Dal primo agosto, saranno 169 mila le prime famiglie che dovranno rinunciare al sussidio. Le altre dovranno farlo entro il 31 dicembre

Oggi potrebbe definirsi il giorno del crash-test: si comincerà a misurare l’impatto dell’addio al Reddito di Cittadinanza. C’è chi ha annunciato manifestazioni e proteste e il governo ha allertato le Prefetture per garantire l’ordine pubblico. Ma tant’è: da domani si cambia registro. Il sussidio varato dal Conte 1 è destinato ad essere rimodulato e sostituito.

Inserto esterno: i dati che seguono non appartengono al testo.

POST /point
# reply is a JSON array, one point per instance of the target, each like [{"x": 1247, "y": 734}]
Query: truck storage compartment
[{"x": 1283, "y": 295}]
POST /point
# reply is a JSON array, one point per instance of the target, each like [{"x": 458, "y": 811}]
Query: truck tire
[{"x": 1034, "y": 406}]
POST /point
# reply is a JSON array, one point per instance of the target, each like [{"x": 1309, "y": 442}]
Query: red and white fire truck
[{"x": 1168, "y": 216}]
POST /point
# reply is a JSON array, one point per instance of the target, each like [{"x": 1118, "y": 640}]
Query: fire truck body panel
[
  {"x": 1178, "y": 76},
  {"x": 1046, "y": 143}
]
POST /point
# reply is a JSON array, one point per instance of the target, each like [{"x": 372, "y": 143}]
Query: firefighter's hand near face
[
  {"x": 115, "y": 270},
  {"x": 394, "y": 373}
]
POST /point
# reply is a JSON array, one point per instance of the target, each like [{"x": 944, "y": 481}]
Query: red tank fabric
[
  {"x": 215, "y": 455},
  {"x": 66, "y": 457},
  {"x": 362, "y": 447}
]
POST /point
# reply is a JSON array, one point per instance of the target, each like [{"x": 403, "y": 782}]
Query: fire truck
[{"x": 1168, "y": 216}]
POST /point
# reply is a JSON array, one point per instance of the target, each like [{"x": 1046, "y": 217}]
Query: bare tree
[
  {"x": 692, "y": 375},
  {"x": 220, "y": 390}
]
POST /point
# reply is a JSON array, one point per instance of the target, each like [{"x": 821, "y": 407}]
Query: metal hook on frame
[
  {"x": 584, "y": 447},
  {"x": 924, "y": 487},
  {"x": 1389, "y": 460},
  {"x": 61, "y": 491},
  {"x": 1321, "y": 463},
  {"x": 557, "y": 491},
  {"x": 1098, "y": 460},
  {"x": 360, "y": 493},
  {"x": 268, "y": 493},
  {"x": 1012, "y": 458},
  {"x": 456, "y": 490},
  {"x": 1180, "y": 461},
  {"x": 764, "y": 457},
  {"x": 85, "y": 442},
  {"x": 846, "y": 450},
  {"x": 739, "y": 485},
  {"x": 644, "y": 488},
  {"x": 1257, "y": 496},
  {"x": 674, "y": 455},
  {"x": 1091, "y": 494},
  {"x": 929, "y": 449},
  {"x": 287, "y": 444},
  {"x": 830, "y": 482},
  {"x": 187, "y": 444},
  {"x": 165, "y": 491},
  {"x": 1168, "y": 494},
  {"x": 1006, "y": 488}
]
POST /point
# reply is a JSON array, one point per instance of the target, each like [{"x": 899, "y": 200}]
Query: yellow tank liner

Intanto, già venerdì scorso, 169 mila percettori si sono visti arrivare un sms da parte dell’Inps che comunicava loro il blocco del sostegno. Ma con quale motivazione? Le nuove regole escludono dal beneficio i nuclei familiari che non hanno disabili, minori o over 60.

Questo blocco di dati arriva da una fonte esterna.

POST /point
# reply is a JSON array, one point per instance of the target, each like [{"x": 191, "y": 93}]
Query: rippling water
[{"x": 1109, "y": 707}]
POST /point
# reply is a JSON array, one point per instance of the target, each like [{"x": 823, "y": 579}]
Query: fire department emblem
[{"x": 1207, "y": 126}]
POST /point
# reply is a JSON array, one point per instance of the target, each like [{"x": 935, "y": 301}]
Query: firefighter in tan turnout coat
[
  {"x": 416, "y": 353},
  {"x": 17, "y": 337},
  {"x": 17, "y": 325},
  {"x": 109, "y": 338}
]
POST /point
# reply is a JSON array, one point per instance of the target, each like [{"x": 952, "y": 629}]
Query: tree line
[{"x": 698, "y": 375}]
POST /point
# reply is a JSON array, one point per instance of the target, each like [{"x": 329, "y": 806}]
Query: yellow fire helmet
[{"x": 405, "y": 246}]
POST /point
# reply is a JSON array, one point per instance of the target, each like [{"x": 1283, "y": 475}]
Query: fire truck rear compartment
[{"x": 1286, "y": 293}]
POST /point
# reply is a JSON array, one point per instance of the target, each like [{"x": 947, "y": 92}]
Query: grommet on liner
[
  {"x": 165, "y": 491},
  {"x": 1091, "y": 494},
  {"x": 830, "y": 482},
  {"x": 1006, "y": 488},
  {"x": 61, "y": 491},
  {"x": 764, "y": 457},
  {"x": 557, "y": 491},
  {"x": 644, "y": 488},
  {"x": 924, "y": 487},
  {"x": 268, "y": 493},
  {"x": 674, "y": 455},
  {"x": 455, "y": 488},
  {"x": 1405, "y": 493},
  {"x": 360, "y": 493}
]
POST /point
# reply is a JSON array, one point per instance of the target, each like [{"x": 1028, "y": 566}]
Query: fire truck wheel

La provincia più colpita dal taglio è quella di Napoli con 21.507 assegni in meno. Seguono Roma (12.225), Palermo (11.573), Catania (8.974), Caserta (7.635), Cosenza (5.234), Salerno (4.806), Torino (4.615), Messina (3.937), Reggio Calabria (3.714) e Milano (3.278).

La fine del sussidio è stata stabilita a dicembre scorso dalla legge di Bilancio che ha specificato lo stop dopo 7 mesi di fruizione per i cosiddetti “occupabili” nel 2023, anno di passaggio verso un 2024 senza più Reddito di Cittadinanza. Il Decreto Lavoro del primo maggio ha poi sostituito la definizione di “occupabili” a cui togliere l’assegno con la categoria di adulti tra 18 e 59 anni senza figli minori, disabili e over 60 nel nucleo, a prescindere dalla loro effettiva situazione sociale, a meno che, nel corso dei 7 mesi, fossero presi in carico dai servizi sociali del Comuni. Circostanza avvenuta già per 189 mila famiglie (in tutto 265 mila persone) che continueranno a incassare il Reddito fino al 31 dicembre. Ma per altre 250 mila famiglie (350 mila persone) lo stop da agosto diventa invece realtà. Come si è visto, si è iniziato dalle 169 mila che l’hanno scoperto con l’sms di Inps. In agosto e settembre ne arriveranno altri 80 mila e così via fino alla fine dell’anno.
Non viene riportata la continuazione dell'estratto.